In April, when a group of more than 650 software engineers, product managers, and data analysts at the New York Times tried to unionize, leadership not only declined to voluntarily recognize their union, but began to hold mandatory anti-union meetings. (Management, of course, had known about the union months before it went public.)  The strangest thing about this, say Times workers, was how contrary the current approach runs to the Times' own long-held positions on union recognition—a contradiction the paper has not addressed, and seems unwilling to.

IN THE STATES

‘The most powerful and substantive kind of justice’: Duke University Press Workers Union hosts event to garner support

The Chronicle

By Milla Surjadi

May 26, 2021

Marybe McMillan, president of the North Carolina State American Federation of Labor and Congress of Industrial Organizations, stated her support for the gathering and expressed that “over 120,000 union members across North Carolina” were also standing in solidarity with the workers’ efforts to unionize. McMillan pointed out recent union victories in North Carolina, including the formation of the Duke Faculty Union, the first faculty union at a private university in the South, and the unionization of 1800 nurses at Mission Hospital in Asheville last fall, which was thought to be the largest union win in the South in a decade.  “I am confident that [the DUP Workers Union] will make history by organizing the first University press in the South,” McMillan said. 

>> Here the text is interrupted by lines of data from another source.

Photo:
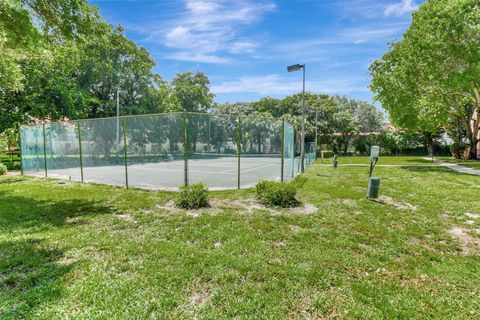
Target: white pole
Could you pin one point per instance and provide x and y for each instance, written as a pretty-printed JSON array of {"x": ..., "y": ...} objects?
[
  {"x": 303, "y": 124},
  {"x": 118, "y": 120}
]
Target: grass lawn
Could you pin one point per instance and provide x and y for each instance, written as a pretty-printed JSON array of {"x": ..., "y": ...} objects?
[{"x": 95, "y": 252}]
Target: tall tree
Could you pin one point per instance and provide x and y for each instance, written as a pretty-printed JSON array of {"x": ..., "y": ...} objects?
[{"x": 430, "y": 77}]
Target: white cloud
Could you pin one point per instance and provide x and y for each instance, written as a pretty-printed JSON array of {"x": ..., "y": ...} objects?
[
  {"x": 276, "y": 85},
  {"x": 401, "y": 8},
  {"x": 243, "y": 46},
  {"x": 201, "y": 58},
  {"x": 209, "y": 28}
]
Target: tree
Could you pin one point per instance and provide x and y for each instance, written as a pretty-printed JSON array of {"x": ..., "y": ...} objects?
[
  {"x": 430, "y": 77},
  {"x": 192, "y": 91}
]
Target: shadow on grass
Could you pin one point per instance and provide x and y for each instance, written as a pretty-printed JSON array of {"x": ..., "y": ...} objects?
[
  {"x": 29, "y": 277},
  {"x": 30, "y": 270},
  {"x": 18, "y": 212}
]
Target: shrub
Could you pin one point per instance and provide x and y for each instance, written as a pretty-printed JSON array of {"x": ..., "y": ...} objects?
[
  {"x": 193, "y": 197},
  {"x": 3, "y": 169},
  {"x": 277, "y": 194},
  {"x": 457, "y": 150}
]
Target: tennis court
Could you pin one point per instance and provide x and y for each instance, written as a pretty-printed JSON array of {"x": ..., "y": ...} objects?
[
  {"x": 163, "y": 151},
  {"x": 216, "y": 174}
]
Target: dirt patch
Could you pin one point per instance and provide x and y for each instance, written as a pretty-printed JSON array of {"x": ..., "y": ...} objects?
[
  {"x": 295, "y": 228},
  {"x": 473, "y": 216},
  {"x": 170, "y": 208},
  {"x": 242, "y": 205},
  {"x": 399, "y": 205},
  {"x": 200, "y": 299},
  {"x": 364, "y": 246},
  {"x": 126, "y": 217},
  {"x": 413, "y": 241},
  {"x": 469, "y": 244},
  {"x": 349, "y": 202}
]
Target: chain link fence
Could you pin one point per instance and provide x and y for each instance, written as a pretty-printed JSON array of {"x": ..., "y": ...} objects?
[{"x": 164, "y": 151}]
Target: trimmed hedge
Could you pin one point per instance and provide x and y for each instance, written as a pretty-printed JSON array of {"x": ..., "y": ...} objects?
[
  {"x": 193, "y": 197},
  {"x": 277, "y": 194}
]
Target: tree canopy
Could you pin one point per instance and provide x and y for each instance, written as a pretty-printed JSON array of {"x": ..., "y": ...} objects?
[{"x": 428, "y": 81}]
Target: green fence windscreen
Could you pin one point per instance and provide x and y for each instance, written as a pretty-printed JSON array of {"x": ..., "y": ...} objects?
[
  {"x": 212, "y": 150},
  {"x": 155, "y": 153},
  {"x": 103, "y": 151},
  {"x": 32, "y": 151},
  {"x": 62, "y": 150},
  {"x": 289, "y": 152},
  {"x": 261, "y": 150},
  {"x": 163, "y": 151}
]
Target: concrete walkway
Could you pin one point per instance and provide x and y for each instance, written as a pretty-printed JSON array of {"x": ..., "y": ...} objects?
[{"x": 457, "y": 168}]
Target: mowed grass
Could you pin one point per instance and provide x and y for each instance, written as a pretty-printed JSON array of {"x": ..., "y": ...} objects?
[
  {"x": 97, "y": 252},
  {"x": 474, "y": 164}
]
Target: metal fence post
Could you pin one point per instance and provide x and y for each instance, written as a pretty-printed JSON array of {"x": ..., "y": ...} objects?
[
  {"x": 185, "y": 147},
  {"x": 283, "y": 149},
  {"x": 239, "y": 150},
  {"x": 80, "y": 149},
  {"x": 45, "y": 150},
  {"x": 20, "y": 148},
  {"x": 125, "y": 150}
]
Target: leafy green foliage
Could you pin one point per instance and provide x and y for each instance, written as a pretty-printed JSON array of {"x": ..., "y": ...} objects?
[
  {"x": 194, "y": 196},
  {"x": 276, "y": 194},
  {"x": 429, "y": 81},
  {"x": 3, "y": 169}
]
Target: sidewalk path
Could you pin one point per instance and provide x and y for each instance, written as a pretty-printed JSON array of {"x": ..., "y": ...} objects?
[{"x": 457, "y": 168}]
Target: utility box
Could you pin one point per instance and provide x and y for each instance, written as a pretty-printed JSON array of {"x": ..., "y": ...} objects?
[{"x": 373, "y": 188}]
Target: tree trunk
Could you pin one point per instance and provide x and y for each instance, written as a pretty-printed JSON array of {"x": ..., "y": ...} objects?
[{"x": 429, "y": 143}]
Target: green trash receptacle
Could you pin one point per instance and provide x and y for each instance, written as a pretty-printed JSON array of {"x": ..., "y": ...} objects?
[{"x": 373, "y": 188}]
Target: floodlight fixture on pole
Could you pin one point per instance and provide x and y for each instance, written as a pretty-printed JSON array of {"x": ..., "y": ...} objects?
[
  {"x": 118, "y": 116},
  {"x": 293, "y": 68}
]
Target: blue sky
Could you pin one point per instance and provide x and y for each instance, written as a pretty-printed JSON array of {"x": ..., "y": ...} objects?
[{"x": 244, "y": 46}]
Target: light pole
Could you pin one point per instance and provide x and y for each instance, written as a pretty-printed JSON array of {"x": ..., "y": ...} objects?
[
  {"x": 118, "y": 116},
  {"x": 293, "y": 68}
]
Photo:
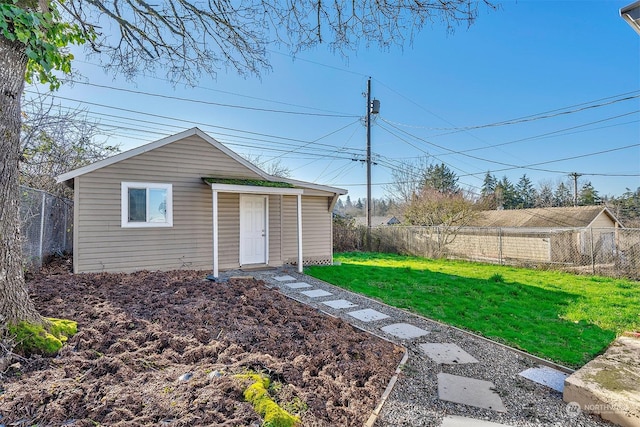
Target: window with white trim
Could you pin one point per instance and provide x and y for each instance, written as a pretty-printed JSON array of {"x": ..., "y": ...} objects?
[{"x": 146, "y": 204}]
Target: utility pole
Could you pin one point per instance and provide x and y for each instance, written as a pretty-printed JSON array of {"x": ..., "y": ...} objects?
[
  {"x": 575, "y": 176},
  {"x": 372, "y": 108}
]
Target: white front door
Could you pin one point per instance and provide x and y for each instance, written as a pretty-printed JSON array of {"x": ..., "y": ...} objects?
[{"x": 253, "y": 229}]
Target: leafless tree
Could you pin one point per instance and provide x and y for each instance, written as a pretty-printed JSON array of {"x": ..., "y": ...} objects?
[
  {"x": 55, "y": 140},
  {"x": 443, "y": 215},
  {"x": 406, "y": 180},
  {"x": 186, "y": 39}
]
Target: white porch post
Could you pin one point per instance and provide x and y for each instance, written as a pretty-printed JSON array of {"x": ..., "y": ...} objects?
[
  {"x": 215, "y": 233},
  {"x": 299, "y": 233}
]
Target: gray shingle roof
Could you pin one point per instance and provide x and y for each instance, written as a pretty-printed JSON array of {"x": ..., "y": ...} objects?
[{"x": 581, "y": 216}]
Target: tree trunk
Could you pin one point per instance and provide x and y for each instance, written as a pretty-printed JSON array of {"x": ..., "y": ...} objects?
[{"x": 15, "y": 304}]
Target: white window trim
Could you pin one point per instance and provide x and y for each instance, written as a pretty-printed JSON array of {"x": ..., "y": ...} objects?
[{"x": 124, "y": 204}]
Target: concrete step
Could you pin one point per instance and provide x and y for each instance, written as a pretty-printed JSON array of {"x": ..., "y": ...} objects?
[{"x": 609, "y": 385}]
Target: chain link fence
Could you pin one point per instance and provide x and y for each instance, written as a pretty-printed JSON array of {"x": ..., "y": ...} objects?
[
  {"x": 613, "y": 252},
  {"x": 46, "y": 226}
]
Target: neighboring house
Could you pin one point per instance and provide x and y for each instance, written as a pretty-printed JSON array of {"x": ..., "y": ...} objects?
[
  {"x": 570, "y": 217},
  {"x": 377, "y": 221},
  {"x": 187, "y": 201},
  {"x": 557, "y": 235}
]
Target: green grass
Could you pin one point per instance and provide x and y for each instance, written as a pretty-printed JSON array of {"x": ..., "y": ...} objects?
[{"x": 558, "y": 316}]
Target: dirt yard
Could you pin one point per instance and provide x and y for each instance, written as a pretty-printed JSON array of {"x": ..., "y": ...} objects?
[{"x": 163, "y": 349}]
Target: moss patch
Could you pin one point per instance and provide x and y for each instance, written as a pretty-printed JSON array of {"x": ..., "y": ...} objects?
[
  {"x": 37, "y": 339},
  {"x": 257, "y": 394},
  {"x": 253, "y": 182}
]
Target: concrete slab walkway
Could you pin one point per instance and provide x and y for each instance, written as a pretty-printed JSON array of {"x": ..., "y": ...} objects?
[{"x": 460, "y": 379}]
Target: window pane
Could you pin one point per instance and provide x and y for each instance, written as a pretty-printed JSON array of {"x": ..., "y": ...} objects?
[
  {"x": 137, "y": 205},
  {"x": 157, "y": 205}
]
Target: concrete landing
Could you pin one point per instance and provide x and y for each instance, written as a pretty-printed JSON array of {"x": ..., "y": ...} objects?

Sioux Falls' Smithfield union threatens to strike if plant doesn't agree to new contract

Argus Leader

By Makenzie Huber

June 3, 2021

The president of the Sioux Falls Smithfield Foods workers stated in a news release Wednesday afternoon that workers were threatening a walkout if the international meatpacking company doesn't agree to new four-year contract terms by June 7. The Sioux Falls meatpacking plant quickly became one of the largest outbreaks in the country in spring 2020, with at least 1,294 employees contracting the coronavirus and four employees dying, according to a report from OSHA. "Some of our proposals are being denied by the company," said UFCW Local 304A President B.J. Motley. "We feel that during a pandemic year and after calling Smithfield workers heroes for coming to work on a daily basis to feed America, they haven't shown that appreciation at all during negotiations."

House Kills GOP Touted Right-To-Work Bill

In Depth NH

By Garry Rayno

June 3, 2021

“These bills are nothing more than out of state, corporate interests looking to take advantage of our lawmakers, our businesses, and our workers,” said AFL-CIO New Hampshire president Glenn Bracket. “They deprive workers of their freedom to join together and form strong unions if they choose to. And they have no business being a part of how we do things here in New Hampshire.”